Final answer:
To find the equation of the line, we can use the slope-intercept form of a linear equation. Using the two given points, we can find the slope and the y-intercept. Substituting these values into the slope-intercept form equation gives us the equation of the line in fully reduced form.
Step-by-step explanation:
To find the equation of the line that passes through the points (0, -7) and (5, -1), we can use the slope-intercept form of a linear equation, which is given by y = mx + b, where m is the slope and b is the y-intercept.
First, we need to find the slope (m) of the line. The slope is calculated using the formula m = (y2 - y1)/(x2 - x1), where (x1, y1) and (x2, y2) are the coordinates of the two points.
Using the given points, the slope (m) is calculated as follows: m = (-1 - (-7))/(5 - 0) = 6/5.

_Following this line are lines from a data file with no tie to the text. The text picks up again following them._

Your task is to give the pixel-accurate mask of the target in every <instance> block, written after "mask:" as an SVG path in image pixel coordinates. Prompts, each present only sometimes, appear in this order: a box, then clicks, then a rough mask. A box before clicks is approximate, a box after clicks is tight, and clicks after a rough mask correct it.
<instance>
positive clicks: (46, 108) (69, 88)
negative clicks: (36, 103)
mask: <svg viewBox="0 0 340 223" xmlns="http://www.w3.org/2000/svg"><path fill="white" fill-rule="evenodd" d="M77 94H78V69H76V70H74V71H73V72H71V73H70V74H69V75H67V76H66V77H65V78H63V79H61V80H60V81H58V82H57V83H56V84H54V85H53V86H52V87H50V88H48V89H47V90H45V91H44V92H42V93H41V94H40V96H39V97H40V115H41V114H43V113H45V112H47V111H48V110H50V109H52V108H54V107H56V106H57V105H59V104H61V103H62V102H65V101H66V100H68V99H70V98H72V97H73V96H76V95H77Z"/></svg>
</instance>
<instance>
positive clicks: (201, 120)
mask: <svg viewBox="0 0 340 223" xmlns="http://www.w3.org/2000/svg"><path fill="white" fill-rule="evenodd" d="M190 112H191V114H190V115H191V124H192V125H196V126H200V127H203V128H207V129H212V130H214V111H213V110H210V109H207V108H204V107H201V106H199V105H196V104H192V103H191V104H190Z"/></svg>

Now that we have the slope, we can substitute it into the slope-intercept form equation along with one of the points to find the y-intercept (b). Using the point (0, -7), we have -7 = (6/5)(0) + b, which simplifies to -7 = b. Therefore, the y-intercept is -7.
Finally, substituting the slope (m = 6/5) and y-intercept (b = -7) into the slope-intercept form equation, the fully reduced equation of the line is y = (6/5)x - 7. Therefore, the correct answer is (A) y = 1/5x - 7.